ANAHEIM, Calif. — With the final seconds ticking away, Josh Perkins slumped over near Gonzaga’s bench with his hands on his knees, losing the battle to control his emotions.
Time ran out on top-seeded Gonzaga’s season with a bitter 75-69 loss to Texas Tech on Saturday at the Honda Center. The third-seeded Red Raiders stormed the floor to celebrate the school’s first trip to the Final Four. The top-seeded Zags’ hopes of reaching the Final Four ended one win short. Their dreams of the program’s first national championship three wins out of reach.
Rui Hachimura went through the handshake line with a towel covering part of his face. The locker room was full of red eyes and sullen voices.
“We had really big dreams,” junior forward Brandon Clarke said. “For them not to be fulfilled obviously hurts.”
“I love all these guys,” junior forward Killian Tillie said. “This is a tough one to finish the season on and finish some college careers. I’m just going to miss all these guys a lot.”
Tillie’s voice trailed off and a small group of reporters left him alone at his cubicle.
The Zags (33-4) and Red Raiders (30-6) were virtually inseparable for 40 physical, tense minutes. Each team led for 15-plus minutes. Texas Tech’s largest lead was seven in the final minute. GU’s biggest edge was four late in the first half.
It came down to the final five minutes, but the Zags’ offense began struggling to score near the 13-minute mark. Texas Tech took advantage with a 6-0 run — its largest of the game — to take a 53-50 lead.

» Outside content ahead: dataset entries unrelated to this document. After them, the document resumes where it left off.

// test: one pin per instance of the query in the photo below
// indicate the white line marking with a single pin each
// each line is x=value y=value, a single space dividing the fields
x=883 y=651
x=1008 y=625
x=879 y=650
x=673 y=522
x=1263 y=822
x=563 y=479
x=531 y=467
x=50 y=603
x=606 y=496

Gonzaga fought back, pulling even on a Perkins’ three-pointer with 5:12 left. The final 5 minutes were packed with huge plays, but the Red Raiders made the majority of them.

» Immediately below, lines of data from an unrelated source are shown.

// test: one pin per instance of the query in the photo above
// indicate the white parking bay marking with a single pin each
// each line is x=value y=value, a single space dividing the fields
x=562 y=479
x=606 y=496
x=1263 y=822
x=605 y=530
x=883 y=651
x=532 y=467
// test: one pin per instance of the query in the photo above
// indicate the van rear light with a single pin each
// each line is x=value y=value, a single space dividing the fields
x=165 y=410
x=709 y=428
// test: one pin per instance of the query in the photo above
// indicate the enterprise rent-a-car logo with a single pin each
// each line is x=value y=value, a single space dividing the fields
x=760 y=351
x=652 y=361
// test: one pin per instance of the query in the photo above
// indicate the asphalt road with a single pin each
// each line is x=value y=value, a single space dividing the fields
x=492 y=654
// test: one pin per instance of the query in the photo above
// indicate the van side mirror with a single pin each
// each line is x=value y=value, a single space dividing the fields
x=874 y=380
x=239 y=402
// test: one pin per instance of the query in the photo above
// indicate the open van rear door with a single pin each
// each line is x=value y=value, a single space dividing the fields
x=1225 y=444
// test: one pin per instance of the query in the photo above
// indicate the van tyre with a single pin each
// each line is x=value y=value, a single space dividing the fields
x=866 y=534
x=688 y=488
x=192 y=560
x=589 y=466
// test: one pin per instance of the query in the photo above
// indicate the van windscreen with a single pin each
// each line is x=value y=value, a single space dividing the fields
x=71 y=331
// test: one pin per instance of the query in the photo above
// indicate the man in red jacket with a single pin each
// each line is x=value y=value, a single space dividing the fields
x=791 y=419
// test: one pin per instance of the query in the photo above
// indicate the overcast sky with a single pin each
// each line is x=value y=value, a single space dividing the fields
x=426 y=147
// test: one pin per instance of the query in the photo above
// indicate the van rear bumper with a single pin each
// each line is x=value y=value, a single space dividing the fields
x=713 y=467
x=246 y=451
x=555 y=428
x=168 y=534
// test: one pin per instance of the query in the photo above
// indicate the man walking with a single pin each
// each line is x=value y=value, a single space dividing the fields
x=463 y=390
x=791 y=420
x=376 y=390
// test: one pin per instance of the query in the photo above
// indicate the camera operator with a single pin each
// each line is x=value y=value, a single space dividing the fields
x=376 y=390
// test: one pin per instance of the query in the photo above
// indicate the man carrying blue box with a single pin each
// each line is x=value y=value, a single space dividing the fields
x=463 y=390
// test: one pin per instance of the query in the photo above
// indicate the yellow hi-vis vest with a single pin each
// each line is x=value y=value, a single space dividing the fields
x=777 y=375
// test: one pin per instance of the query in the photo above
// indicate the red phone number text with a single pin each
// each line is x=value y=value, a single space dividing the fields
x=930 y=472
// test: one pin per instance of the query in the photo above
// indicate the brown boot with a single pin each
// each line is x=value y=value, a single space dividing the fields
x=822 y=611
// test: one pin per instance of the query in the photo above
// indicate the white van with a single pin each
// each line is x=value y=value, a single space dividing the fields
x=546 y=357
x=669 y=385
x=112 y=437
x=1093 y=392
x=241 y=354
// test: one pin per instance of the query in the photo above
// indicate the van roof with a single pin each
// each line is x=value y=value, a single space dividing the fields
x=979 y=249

Davide Moretti buried two dagger threes, the first putting Texas Tech up 63-58 and the second making it 66-60 with 1:45 remaining.

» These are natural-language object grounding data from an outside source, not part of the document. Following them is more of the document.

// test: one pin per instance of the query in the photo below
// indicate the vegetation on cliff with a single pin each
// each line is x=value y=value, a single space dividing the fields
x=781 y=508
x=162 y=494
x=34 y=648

Perkins brought the Zags back. GU closed within 69-67 after Perkins’ tough finish in the lane, his three-pointer after a Red Raiders’ turnover and a Zach Norvell Jr. putback with 11 seconds left.
As Matt Mooney was attempting to inbound the ball, Perkins reached across and made contact with Mooney’s left wrist. Perkins was whistled for a technical foul and Moretti, a 92-percent free-throw shooter, hit both.
“He was ball-faking a lot, and I thought he ball-faked right in front of me,” Perkins said. “I guess instincts kicked in, and I tried to swipe it away. Didn’t even know the rules on that one, so something I have to live with the rest of my life.”
Jarrett Culver added two more free throws — Texas Tech was 9 of 10 in the final 64 seconds — to close out the upset.
“It was a pretty even game defensively,” Clarke said. “It just came down to them making some big shots that we didn’t answer.”
Gonzaga’s powerful offense was generally effective in building a 50-47 lead with 12:43 remaining, but it sputtered down the stretch. Turnovers were the Zags’ undoing throughout. Gonzaga finished with 16 turnovers and made just 36.4 percent of its second-half shots.
Texas Tech’s quick-handed defenders repeatedly poked away entry passes and stripped the ball from Zags driving into the lane.
“They were really handsy on the ball, stole it a couple times from us,” said Hachimura, who put up 22 points on 8-of-19 shooting.
Clarke had 18 points, 12 boards, three assists and two blocks, but he committed six turnovers. He was called for traveling twice in the first half on spin moves, one of his go-to moves this season.
“I was pretty bad with those in the first half, cleaned it up in the second, but that’s still the most I’ve ever had,” Clarke said. “It’s obviously a testament to how good their hands are.
“They’re able to guard the paint and also the three-point line. That’s why they’re ranked No. 1 (defensively).”
Gonzaga led 37-35 after a surprisingly offensive-minded first half as Hachimura and Clarke combined for 23 points. GU shot 50 percent, but turnovers (nine) were already stacking up.
The Zags, running whenever they had the opportunity, had 19 points in transition, but the Red Raiders countered with a 17-11 edge in points off turnovers.
“This is the best team I’ve ever had for taking care of the ball,” Zags coach Mark Few said. “So it’s real. That defense is real. They took a lot of balls from us when we had the ball in a great position for us, where I’m feeling, ‘Yes.’ And then we just lost it.”